Geschichten:Rachedurst Teil 1
Gräfliche Pfalz Zwingzahn, Pfalzgrafschaft Reichsgau, Grafschaft Hartsteen, Anfang Tsa 1027 BF
Bereits seit einer ganzen Stunde saß Bernhelm von Wetterfels reglos an seinem breiten Tisch aus Kiefernholz und starrte auf das Schriftstück in seinen Händen. Schließlich legte er den Papierbogen behutsam auf die lederne Mappe, aus der er ihn genommen hatte. Seine rechte Hand tastete kurz nach dem schweren Kelch und fand ihn auch, um ihn zügig zu seinem Mund zu führen.
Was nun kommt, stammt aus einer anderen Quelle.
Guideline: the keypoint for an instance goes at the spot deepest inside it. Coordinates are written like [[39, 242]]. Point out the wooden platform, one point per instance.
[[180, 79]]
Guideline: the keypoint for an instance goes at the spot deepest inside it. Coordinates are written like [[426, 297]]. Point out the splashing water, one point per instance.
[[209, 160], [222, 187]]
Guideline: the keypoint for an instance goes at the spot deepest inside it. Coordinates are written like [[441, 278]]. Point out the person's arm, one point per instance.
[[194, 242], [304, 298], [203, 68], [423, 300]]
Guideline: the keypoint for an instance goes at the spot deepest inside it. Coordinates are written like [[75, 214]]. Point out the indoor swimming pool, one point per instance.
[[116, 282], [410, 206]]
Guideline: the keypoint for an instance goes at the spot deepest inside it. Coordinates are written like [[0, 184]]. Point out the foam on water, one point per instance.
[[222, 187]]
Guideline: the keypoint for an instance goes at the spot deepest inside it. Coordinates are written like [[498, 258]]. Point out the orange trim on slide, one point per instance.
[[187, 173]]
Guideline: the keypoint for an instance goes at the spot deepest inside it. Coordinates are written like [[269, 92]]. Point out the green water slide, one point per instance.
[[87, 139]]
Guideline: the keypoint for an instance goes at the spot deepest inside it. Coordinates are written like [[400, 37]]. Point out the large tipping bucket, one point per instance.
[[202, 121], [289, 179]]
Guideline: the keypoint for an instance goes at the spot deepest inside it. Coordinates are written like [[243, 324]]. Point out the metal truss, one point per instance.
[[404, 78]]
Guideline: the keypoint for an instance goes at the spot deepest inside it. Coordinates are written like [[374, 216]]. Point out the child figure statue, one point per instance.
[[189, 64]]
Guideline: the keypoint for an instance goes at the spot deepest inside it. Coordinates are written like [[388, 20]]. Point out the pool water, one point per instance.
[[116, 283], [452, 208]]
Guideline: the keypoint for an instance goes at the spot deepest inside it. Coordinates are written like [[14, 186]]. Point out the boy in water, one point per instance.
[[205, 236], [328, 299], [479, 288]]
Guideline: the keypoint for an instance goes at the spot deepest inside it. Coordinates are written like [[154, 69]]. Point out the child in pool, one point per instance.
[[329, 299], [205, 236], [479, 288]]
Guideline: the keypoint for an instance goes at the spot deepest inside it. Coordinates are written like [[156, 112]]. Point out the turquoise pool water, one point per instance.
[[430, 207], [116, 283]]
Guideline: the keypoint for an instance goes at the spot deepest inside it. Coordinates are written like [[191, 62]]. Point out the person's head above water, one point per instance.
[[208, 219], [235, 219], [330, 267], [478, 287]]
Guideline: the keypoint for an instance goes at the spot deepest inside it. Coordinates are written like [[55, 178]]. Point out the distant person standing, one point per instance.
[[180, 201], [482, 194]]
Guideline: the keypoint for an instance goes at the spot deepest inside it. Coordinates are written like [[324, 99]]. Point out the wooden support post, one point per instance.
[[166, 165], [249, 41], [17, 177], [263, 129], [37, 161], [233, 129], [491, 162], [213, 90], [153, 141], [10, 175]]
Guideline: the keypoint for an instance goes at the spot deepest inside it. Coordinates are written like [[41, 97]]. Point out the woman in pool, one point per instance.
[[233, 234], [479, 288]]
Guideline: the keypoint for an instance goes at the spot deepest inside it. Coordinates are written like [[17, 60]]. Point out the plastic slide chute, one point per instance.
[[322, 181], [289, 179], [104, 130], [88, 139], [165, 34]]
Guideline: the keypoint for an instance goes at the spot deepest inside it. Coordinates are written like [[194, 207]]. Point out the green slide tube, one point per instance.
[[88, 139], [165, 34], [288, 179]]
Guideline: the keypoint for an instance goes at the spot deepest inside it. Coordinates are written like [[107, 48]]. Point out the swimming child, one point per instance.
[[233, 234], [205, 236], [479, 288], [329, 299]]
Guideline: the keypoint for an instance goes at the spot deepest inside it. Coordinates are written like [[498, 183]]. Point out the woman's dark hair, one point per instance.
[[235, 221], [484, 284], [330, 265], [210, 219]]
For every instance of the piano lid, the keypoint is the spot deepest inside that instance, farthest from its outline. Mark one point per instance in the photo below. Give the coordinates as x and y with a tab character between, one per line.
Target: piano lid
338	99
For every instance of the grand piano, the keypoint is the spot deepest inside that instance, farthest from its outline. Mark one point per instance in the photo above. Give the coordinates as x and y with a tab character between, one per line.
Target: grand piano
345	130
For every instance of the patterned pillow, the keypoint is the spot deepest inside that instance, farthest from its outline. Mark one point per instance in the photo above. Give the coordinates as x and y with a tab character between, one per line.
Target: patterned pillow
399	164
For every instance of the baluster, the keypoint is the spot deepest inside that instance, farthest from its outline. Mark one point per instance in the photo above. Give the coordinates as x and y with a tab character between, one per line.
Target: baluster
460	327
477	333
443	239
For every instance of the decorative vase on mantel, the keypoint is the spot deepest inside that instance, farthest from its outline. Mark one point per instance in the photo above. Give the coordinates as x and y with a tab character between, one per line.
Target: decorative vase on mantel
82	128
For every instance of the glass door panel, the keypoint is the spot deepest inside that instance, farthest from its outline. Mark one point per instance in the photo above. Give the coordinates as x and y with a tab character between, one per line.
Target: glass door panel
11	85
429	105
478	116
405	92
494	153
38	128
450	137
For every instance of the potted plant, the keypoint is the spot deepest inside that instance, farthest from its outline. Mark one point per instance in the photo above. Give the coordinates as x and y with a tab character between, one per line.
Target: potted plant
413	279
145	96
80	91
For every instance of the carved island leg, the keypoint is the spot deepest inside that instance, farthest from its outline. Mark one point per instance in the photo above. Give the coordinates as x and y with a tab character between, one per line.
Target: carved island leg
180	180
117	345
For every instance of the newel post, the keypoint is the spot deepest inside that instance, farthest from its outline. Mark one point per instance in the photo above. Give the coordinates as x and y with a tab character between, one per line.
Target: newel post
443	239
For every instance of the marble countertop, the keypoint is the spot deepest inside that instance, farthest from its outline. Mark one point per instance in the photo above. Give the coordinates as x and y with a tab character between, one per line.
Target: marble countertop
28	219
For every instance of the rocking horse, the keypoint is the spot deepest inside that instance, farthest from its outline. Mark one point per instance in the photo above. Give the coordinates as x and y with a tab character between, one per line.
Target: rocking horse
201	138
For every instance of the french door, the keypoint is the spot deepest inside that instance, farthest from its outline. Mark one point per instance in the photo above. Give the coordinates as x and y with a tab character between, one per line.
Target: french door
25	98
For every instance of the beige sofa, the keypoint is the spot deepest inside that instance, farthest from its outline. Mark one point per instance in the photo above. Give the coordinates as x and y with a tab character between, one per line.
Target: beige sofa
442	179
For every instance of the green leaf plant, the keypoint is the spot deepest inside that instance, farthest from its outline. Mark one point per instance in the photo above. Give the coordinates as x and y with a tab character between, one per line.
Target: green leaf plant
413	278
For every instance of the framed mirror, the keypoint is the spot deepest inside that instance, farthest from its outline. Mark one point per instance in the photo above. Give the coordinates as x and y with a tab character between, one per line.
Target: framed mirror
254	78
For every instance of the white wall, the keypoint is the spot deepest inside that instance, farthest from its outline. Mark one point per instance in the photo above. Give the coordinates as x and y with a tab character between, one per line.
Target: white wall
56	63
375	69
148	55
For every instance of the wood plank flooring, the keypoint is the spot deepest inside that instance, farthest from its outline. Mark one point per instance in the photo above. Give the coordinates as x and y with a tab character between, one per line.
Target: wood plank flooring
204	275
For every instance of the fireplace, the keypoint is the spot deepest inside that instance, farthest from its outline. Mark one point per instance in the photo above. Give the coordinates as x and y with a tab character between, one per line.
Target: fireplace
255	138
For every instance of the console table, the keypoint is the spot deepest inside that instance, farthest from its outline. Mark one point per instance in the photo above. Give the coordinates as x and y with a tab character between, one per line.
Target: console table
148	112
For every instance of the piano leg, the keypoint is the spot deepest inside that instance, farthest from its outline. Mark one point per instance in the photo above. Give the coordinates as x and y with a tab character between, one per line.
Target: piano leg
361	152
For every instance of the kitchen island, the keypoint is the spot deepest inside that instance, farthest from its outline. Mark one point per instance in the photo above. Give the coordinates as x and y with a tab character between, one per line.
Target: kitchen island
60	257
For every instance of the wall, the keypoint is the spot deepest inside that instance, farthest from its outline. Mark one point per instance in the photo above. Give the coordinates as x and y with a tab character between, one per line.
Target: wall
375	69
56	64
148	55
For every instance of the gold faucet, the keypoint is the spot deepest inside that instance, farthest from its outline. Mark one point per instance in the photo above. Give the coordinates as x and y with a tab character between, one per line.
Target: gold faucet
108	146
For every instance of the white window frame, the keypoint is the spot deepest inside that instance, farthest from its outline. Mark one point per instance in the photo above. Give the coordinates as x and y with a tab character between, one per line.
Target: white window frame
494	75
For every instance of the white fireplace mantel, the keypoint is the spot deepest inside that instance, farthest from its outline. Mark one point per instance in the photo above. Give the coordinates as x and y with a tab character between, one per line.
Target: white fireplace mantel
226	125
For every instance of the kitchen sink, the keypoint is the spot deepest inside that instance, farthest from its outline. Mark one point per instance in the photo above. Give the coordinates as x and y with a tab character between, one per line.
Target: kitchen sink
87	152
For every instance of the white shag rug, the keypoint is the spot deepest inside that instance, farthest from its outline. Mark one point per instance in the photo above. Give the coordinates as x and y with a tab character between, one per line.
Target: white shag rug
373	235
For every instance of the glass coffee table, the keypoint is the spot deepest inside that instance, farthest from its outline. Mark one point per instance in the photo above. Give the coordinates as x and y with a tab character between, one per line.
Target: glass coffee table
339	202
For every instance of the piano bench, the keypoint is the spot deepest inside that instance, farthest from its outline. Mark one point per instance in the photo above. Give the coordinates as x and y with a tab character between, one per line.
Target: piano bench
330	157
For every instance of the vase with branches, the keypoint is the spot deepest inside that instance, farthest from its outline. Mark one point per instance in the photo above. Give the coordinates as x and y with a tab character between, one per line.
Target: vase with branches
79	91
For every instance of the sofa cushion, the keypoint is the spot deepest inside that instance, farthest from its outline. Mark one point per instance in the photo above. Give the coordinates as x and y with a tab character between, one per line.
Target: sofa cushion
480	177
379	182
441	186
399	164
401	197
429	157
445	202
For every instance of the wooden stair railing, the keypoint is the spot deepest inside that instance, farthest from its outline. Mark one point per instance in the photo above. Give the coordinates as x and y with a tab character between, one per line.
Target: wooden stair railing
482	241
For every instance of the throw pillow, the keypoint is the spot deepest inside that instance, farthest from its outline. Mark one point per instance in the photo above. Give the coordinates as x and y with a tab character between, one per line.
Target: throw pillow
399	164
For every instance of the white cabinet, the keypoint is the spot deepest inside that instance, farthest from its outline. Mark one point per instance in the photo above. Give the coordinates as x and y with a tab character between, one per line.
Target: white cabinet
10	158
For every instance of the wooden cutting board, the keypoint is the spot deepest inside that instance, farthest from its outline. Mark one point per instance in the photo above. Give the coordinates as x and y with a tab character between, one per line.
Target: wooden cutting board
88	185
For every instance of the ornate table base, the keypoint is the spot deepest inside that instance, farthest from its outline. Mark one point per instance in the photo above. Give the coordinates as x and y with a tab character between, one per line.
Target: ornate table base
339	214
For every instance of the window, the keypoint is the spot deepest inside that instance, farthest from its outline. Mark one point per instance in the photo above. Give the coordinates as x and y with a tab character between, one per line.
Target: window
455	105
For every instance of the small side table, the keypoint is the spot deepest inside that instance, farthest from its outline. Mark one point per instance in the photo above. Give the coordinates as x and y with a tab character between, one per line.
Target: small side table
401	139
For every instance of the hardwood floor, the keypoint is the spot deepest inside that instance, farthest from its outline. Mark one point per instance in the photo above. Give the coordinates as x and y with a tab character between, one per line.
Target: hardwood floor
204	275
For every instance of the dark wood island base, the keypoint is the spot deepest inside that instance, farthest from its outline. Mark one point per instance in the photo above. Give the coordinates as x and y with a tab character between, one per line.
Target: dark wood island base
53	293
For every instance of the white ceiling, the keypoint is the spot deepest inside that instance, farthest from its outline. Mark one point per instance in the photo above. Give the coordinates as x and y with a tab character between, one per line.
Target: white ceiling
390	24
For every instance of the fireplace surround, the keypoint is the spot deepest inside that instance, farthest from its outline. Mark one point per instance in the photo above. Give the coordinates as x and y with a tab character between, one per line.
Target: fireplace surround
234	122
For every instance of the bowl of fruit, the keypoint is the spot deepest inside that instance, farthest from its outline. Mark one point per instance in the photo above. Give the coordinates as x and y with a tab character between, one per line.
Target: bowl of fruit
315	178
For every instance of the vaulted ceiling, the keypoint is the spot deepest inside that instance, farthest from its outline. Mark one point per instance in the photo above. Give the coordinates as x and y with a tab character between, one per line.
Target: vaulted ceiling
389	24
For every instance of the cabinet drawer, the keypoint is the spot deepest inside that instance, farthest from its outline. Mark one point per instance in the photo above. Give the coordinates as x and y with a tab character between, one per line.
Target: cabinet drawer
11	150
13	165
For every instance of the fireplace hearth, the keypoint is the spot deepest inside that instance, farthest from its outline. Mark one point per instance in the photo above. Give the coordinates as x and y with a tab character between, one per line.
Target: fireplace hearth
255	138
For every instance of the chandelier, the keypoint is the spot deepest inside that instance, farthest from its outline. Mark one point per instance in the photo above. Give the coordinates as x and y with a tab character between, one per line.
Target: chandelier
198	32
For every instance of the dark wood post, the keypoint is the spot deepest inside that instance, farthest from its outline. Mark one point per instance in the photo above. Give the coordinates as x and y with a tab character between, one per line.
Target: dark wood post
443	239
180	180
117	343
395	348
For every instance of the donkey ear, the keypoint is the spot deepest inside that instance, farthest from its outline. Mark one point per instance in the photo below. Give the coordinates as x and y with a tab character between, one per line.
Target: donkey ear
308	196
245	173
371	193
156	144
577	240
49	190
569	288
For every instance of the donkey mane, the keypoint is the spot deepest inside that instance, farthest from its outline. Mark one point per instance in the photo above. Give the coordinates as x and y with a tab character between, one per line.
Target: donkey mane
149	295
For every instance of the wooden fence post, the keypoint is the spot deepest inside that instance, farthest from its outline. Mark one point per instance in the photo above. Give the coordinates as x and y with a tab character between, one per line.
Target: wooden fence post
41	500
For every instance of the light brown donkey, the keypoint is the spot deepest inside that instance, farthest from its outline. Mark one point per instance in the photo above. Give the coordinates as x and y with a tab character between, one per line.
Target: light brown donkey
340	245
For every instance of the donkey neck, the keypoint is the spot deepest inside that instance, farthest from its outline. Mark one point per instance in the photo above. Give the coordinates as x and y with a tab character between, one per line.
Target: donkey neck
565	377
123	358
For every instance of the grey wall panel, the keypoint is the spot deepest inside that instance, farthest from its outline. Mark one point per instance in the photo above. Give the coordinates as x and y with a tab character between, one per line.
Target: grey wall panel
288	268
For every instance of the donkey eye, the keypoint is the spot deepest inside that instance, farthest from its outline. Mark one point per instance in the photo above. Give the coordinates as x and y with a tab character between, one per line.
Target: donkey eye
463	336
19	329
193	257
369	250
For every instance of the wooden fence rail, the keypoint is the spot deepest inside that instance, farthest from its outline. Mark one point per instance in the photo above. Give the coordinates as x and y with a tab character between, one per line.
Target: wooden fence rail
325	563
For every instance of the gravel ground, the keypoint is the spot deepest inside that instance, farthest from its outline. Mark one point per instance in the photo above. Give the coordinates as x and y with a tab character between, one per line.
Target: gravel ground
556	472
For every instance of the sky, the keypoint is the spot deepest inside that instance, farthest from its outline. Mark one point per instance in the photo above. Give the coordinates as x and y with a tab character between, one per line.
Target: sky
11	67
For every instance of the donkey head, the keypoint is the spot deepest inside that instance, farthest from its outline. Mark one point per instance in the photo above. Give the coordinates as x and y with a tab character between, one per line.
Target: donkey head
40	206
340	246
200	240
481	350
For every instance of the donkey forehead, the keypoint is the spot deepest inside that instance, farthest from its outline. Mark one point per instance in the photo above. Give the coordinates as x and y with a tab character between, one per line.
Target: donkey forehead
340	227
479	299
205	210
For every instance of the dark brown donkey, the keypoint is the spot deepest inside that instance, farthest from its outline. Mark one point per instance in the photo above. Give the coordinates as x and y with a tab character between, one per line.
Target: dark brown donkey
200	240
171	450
Die Tür öffnete sich leise und der Junker von Firunshöh trat ein. Er glättete seinen Wappenrock und räusperte sich leise.
„Ihr hattet nach mir rufen lassen, mein Gebieter?“
Der Graf reagierte langsam und sah schließlich auf. „Recht so, trete er doch näher.“
Wiederum vergingen einige Momente des Schweigens bis Bernhelm sich von seinen Gedankenspielen lösen konnte. „Unser höchst geschätzter Freund aus Greifenfurt hat uns geantwortet und in seinem Brief finden sich äußerst aufschlussreiche Details. Doch mich dünkt, dass man sich darum erst später kümmern sollte. Der Spitzel, den Ihr aufgetrieben habt, hat mir ebenfalls sehr delikate Dinge berichtet.“ In der Stimme des Grafen schwang eine Note mit, die für von Firunshöh schwer zu deuten war.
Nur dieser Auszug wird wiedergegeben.